One such theme is the impact of class and politics in the beer movement.  The gentleman piss artists of the Society for the Preservation of Beers from the Wood come together in the City of London, encouraged by the Financial Times’ beer journalism.  The founders of the next generation consumer group, CAMRA, comprised journalists of a 1970s left-wing bent, leading to divisive conflicts over capitalist or campaigning activities.  David Bruce, opening the Goose & Firkin in 1979, is determined to be a millionaire and achieves a profit of £2million on a sale of the chain in 1988, at the price of seeing it commoditised by the buyers.

The book should be appreciated by any reader with an interest in beer, regardless of prior knowledge.  Those beer geeks who might feel that most writing on the subject, when it consists of more than just collections of tasting notes, tends to resurrect the same arguments, restate the same dubious history or descend into technical detail that means little to them, will be satisfied by the rigour of the research and the freshness of the writing.  In particular I found that it corrected, tied together and placed in context disparate pieces of knowledge that I’d picked up from various sources, as well as including a great deal that was completely new to me, such the role of Jeremy Beadle in CAMRA or Oliver Peyton in the 1990s beer scene.

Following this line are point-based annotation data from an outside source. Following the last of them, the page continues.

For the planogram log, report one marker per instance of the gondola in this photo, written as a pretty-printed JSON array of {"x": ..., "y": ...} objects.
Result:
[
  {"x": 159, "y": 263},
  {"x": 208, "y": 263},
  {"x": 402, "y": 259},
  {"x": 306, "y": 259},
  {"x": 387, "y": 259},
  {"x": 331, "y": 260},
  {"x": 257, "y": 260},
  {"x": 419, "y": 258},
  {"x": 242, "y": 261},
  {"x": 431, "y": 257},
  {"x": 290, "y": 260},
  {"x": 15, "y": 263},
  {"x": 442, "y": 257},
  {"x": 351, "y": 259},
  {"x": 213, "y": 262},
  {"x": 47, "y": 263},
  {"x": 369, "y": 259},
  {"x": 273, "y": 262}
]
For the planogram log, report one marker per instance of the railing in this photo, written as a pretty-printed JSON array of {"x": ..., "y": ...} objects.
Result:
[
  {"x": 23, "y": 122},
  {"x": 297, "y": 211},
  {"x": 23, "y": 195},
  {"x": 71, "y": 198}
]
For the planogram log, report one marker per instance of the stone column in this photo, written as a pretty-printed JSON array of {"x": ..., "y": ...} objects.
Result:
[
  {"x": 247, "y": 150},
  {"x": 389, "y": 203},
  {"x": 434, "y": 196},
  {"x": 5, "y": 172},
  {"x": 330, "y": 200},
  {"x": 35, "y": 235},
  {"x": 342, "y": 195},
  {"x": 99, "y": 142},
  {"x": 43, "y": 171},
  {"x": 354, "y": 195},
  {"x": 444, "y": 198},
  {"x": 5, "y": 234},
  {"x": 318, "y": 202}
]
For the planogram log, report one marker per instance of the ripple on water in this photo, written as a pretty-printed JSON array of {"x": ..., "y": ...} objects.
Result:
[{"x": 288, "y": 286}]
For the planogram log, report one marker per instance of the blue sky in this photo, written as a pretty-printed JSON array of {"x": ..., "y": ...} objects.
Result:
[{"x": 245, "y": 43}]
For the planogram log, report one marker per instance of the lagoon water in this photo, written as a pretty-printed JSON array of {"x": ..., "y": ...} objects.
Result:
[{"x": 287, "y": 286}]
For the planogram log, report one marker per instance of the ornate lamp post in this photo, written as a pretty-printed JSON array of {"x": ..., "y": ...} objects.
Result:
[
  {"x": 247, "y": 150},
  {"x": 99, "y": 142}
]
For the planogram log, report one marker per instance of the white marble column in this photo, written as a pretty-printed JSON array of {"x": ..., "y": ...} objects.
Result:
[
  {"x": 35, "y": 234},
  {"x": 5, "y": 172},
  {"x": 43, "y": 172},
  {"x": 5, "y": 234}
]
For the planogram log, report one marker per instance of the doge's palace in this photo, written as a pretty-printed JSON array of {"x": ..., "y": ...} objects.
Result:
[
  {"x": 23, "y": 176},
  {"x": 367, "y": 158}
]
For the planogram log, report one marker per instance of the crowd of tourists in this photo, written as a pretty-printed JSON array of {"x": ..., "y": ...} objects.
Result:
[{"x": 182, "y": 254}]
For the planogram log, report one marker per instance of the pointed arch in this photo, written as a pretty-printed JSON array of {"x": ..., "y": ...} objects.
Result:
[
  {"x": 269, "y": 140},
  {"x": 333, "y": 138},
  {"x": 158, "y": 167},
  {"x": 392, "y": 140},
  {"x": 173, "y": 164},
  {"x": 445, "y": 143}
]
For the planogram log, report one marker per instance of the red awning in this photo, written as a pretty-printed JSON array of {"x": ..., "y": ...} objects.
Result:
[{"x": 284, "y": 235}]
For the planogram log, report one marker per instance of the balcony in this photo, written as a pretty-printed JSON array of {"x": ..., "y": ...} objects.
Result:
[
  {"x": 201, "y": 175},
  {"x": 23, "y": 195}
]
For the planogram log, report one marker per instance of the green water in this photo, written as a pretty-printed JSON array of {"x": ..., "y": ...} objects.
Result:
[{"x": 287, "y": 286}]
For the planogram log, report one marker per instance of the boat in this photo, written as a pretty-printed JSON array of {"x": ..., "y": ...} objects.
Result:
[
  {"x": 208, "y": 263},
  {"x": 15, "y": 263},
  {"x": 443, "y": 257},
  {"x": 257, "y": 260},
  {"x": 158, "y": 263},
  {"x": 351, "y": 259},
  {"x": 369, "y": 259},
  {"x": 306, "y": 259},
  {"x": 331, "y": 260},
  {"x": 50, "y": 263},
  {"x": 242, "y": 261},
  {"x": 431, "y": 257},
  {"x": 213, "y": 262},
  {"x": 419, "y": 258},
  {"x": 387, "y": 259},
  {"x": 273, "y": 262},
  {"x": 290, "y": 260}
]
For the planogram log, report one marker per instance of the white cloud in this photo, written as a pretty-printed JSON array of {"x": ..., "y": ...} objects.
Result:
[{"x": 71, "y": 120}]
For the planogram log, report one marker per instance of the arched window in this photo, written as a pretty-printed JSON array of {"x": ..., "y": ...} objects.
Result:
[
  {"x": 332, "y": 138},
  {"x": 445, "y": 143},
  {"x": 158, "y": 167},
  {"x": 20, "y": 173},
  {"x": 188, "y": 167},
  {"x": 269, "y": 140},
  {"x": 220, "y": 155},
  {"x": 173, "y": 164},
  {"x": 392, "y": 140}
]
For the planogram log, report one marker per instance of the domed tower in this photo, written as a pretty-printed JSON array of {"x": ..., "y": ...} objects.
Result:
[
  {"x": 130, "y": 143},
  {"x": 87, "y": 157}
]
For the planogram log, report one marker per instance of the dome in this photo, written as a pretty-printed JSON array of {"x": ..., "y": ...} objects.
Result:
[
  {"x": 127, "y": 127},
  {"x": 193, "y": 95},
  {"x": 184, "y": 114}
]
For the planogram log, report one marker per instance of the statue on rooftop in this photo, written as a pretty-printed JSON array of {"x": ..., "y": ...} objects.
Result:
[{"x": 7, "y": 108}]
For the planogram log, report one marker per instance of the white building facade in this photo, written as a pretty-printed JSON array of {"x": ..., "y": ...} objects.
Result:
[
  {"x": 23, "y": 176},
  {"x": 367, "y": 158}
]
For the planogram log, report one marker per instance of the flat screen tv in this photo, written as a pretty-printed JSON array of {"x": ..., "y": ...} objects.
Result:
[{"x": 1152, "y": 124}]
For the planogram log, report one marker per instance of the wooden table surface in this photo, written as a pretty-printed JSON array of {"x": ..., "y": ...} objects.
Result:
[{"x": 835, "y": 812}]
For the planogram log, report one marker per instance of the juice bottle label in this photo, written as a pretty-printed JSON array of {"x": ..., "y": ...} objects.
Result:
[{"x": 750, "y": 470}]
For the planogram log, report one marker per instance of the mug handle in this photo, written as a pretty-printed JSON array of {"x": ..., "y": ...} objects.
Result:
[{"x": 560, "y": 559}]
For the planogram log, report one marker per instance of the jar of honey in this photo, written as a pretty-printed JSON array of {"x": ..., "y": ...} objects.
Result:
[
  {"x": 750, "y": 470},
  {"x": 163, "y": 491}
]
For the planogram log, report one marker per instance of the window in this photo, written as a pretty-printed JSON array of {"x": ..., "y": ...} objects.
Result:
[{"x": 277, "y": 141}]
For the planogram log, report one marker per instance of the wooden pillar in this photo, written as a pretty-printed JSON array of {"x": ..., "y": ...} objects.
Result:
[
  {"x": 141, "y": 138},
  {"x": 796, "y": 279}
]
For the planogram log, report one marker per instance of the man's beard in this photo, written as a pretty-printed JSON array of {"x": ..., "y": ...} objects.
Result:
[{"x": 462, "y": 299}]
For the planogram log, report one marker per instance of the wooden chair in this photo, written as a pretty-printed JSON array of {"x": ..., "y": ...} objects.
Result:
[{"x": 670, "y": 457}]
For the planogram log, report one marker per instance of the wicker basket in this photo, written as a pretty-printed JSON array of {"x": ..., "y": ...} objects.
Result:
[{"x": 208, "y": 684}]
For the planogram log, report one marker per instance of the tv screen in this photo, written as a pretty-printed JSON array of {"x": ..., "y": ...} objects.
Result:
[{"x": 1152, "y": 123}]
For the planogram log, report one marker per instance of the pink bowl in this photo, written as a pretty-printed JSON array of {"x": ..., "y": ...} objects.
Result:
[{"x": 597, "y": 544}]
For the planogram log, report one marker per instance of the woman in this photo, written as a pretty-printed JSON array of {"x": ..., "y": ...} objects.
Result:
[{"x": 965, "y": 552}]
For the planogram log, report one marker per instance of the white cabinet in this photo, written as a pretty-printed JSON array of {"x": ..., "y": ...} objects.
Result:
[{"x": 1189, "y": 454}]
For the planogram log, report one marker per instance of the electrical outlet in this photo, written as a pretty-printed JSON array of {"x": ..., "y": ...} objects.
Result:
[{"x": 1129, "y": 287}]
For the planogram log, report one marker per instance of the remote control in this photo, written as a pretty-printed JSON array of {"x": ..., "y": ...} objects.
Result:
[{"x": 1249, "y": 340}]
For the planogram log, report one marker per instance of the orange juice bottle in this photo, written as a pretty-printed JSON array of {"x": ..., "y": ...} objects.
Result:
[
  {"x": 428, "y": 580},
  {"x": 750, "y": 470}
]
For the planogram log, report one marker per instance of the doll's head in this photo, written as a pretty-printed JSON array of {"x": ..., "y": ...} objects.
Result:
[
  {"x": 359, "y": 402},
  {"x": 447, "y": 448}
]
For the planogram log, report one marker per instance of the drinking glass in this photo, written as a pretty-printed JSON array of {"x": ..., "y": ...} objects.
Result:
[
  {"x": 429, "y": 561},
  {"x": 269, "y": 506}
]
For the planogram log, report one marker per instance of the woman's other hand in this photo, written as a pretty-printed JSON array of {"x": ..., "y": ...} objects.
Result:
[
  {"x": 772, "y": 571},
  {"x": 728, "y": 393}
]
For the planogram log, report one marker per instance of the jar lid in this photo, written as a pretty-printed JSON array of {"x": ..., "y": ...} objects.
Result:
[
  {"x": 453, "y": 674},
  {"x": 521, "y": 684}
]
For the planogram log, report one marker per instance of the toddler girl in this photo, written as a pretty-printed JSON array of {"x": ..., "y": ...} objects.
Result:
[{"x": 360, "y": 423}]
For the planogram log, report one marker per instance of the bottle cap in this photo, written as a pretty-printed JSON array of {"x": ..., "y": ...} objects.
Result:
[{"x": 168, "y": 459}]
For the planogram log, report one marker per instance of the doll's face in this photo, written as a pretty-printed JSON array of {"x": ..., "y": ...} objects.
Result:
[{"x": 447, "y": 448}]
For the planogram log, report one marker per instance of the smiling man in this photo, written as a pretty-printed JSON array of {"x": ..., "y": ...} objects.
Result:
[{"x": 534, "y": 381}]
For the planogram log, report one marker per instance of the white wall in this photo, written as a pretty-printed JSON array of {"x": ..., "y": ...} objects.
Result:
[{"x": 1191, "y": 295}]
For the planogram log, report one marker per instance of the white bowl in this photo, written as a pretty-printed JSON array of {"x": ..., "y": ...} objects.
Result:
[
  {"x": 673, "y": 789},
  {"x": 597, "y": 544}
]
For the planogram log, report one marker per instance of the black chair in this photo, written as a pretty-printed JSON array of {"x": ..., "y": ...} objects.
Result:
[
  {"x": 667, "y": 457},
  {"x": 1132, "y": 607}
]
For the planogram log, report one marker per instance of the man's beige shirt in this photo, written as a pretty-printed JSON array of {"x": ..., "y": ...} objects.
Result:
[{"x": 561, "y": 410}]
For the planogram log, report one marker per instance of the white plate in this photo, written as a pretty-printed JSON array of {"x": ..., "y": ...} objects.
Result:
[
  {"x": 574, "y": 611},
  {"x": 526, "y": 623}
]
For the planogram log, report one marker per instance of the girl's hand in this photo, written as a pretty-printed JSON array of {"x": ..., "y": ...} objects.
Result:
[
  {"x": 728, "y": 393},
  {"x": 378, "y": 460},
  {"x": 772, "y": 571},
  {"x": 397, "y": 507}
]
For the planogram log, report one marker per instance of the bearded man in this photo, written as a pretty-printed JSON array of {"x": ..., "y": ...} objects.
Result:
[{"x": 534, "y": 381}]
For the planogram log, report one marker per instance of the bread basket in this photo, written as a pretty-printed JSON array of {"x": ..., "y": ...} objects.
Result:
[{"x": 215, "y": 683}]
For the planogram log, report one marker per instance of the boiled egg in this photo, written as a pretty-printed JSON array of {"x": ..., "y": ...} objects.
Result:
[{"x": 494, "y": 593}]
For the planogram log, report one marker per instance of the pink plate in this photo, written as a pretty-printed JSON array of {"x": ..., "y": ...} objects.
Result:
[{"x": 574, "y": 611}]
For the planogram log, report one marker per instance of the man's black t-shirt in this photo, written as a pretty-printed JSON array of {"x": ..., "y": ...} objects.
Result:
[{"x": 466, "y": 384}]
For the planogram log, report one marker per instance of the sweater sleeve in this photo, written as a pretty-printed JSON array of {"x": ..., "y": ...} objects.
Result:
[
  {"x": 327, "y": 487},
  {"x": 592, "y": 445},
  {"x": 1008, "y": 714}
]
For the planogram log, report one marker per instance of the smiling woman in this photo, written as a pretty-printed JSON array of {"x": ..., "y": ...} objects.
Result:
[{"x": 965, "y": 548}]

The book has a touching epilogue, revisiting the veterans of the SPBW, with the poignant final quote (which I won’t ruin for you) providing the apparent message of a book which otherwise maintains a tone of relative neutrality if not complete objectivity: that over 50 years successive generations have, often in very different ways, discovered what they believed to be “good beer” and valued it enough to do something about it.